| HN Mirror

Y	Hacker News new \| ask \| show \| jobs

by nshm 4772 days ago

There are so many toys like this out there. It's very simple to hardcode few simple commands in python script and show that as an advance in artifical intelligence. Some examples are

Simon https://sourceforge.net/projects/speech2text/ Vedics http://sourceforge.net/projects/vedics/ Palaver https://github.com/JamezQ/Palaver Voicekey http://sourceforge.net/projects/voicekey/

I could add 10 others. Unfortunately all such projects are practically unusable for a wide audience just because they lack very important features and provide only basic functions. The problem is that advanced development require understanding of speech recognition internals, close cooperation with engine developers and hard user interface testing.

Here is the list of features one have to implement to provide even basic user experience:

1. Implement and test proper keyword spotting for voice activation. This feature is missing in Julius engine and all workarounds which are used do not provide enough accuracy.
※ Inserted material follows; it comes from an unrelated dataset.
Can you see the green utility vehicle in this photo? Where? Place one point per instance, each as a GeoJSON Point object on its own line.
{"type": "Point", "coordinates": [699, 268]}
2. Implement invisible speaker detection/online adaptation to deal with environment issues. With adaptation accuracy is extremely high for a few speakers. You can easily dictate free form speech.

3. Implement free-form speech. This part require data collection and native language understanding work.

4. Implement a framework to detect microphone and noise issues. Microphone issues like clipping are a major source of accuracy problems in speech recognition. Most engines do not care about proper microphone.

5. Provide an easy way to add new commands with no training and no knowledge of phonetics. This reqiures G2P component which converts unknown words to phonemes like the one provided by CMUSphinx.

6. Implement dialog management and error correction. So that user can not just run queries but have a conversation with the application. Interstingly, that requires update of the previous engine results and analysis of n-best lists or lattices.

So I hope someone would start doing real work on speech interfaces with close cooperation with engine developers. That would create amazing things to demonstrate.